Kartography
(Mapping Folding@home)

Back in 2008, the Folding@home project released a world map showing where its donors are found around the globe (as seen below). These sorts of visualization, where populations are represented as variable-sized bubbles, are appropriately named bubble maps, and they can yield a ton of geographic information in a relatively simple layout.


Painstakingly updated by hand.
Painstakingly updated by hand.

At the time, the map was made by manually entering IP addresses into Geostats and then projecting the latitudes and longitudes for each point onto a generic world map. When I learned about that, while coming up with ideas for a new blog post, I thought the whole process could use a bit of an overhaul.

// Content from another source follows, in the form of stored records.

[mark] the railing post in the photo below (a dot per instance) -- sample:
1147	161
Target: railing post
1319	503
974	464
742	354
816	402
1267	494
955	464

When Kanye heard about how we made our map.
When Kanye heard about how we made our map.

In this tutorial, I’ll go over how to create a visually striking interactive bubble map using just a list of unique IP addresses. We’ll be using Python to process the IP addresses and generate an SVG map of the world, and Javascript to generate the bubble map and add interactivity.


Dependencies

To work with IP addresses in Python, we’ll need pandas, python-geoip and geopy. We’ll also need kartograph.py to work with the SVG map.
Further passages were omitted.